The number of students that can be served per minute is not a normal concern for college and university dining administrators, who in recent years have tried to distinguish themselves on the quality and variety of their food, and the sense of community that it can bring to a campus. Over the last decade, the food served in college cafeterias has transformed from the butt of jokes into a major perk; the dining hall is often the first stop on campus tours.
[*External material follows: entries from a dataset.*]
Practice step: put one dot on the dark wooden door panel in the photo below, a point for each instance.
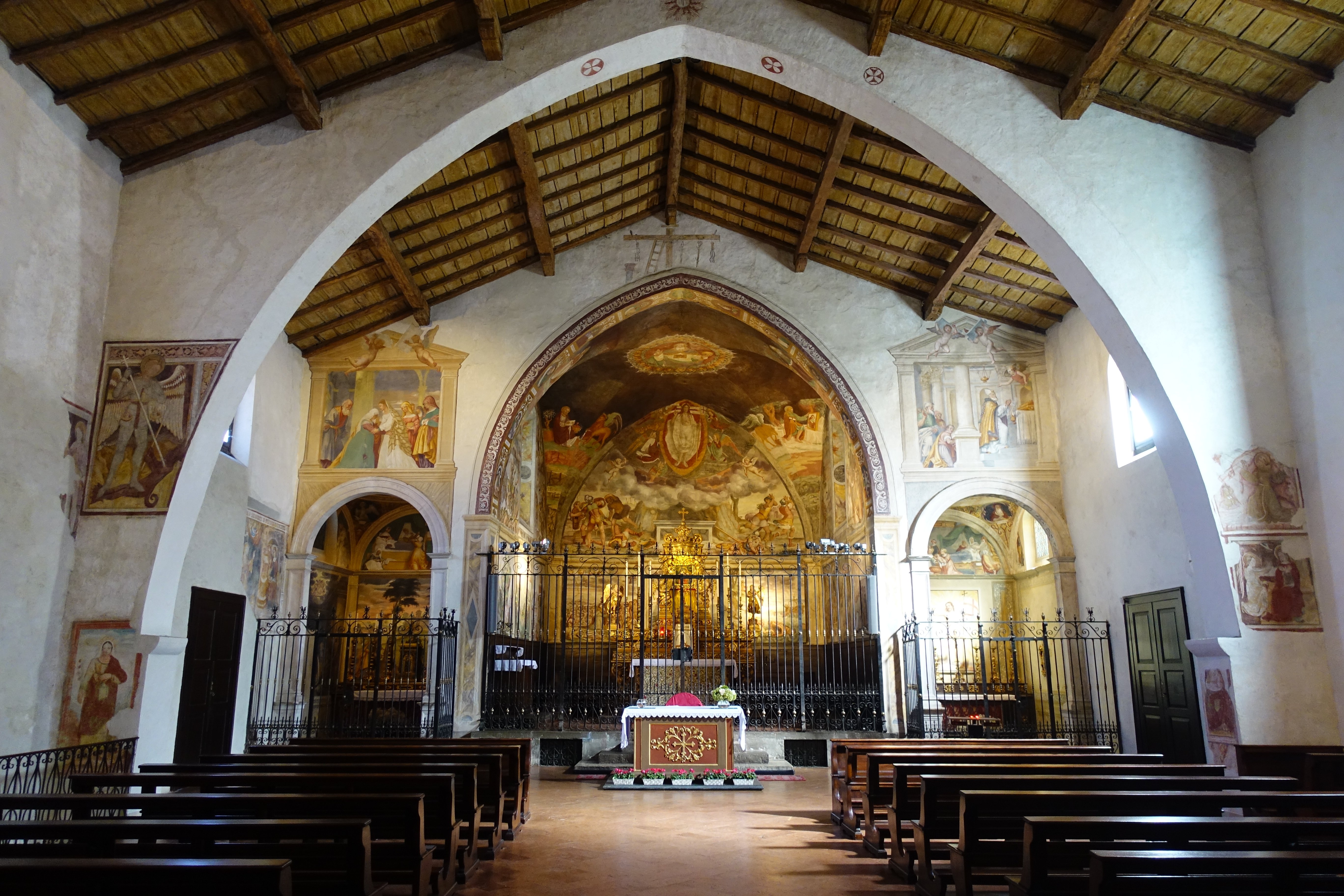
(210, 675)
(1163, 675)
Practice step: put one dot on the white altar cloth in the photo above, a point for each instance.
(683, 713)
(732, 666)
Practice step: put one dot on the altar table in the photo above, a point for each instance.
(695, 738)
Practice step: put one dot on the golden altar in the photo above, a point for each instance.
(695, 738)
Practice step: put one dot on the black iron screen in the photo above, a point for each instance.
(319, 678)
(574, 639)
(1010, 679)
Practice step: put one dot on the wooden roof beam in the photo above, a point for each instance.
(880, 26)
(533, 197)
(452, 258)
(299, 92)
(1003, 319)
(600, 101)
(466, 272)
(1242, 46)
(675, 138)
(336, 300)
(1303, 13)
(1085, 84)
(489, 25)
(396, 303)
(1008, 303)
(830, 166)
(458, 213)
(93, 34)
(382, 246)
(873, 279)
(979, 238)
(1207, 85)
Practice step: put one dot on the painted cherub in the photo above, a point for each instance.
(945, 335)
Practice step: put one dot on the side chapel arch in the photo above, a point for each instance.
(921, 530)
(300, 558)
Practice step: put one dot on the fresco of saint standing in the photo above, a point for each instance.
(99, 696)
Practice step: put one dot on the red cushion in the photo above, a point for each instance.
(685, 700)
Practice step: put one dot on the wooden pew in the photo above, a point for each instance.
(849, 761)
(1279, 759)
(330, 856)
(397, 821)
(906, 804)
(990, 847)
(490, 792)
(140, 876)
(1143, 872)
(513, 773)
(452, 812)
(878, 790)
(940, 805)
(525, 743)
(1057, 848)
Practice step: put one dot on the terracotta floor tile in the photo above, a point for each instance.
(585, 841)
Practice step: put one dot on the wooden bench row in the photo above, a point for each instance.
(1053, 823)
(345, 819)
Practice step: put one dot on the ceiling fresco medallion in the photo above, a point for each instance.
(682, 354)
(685, 437)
Because of the coronavirus, however, nothing about this year is going to be normal. At campuses across the country, self-serve stations, where students can make their own salads or taco bowls, will be eliminated; instead, masked-and-gloved workers, shielded by plexiglass barriers, will serve nearly everything. Gone, too, will be condiment and coffee stations, replaced by single-serving ketchup and salad-dressing packets and paper cups that many schools were triumphantly phasing out in an effort to reduce waste. Several universities are even using robots to prepare food and deliver it.

At Furman, where students will return to campus for the fall semester on Aug. 18, Ms. Vuksta plans to offer insulated, reusable grocery bags so students can carry out multiple to-go meals, and is considering adding picnic tables for outdoor eating.

But the only thing that is sure is that plans will change. “You’re trying to read a crystal ball and the fact is no one knows how this is going to pan out,” she said. “It can be stressful.”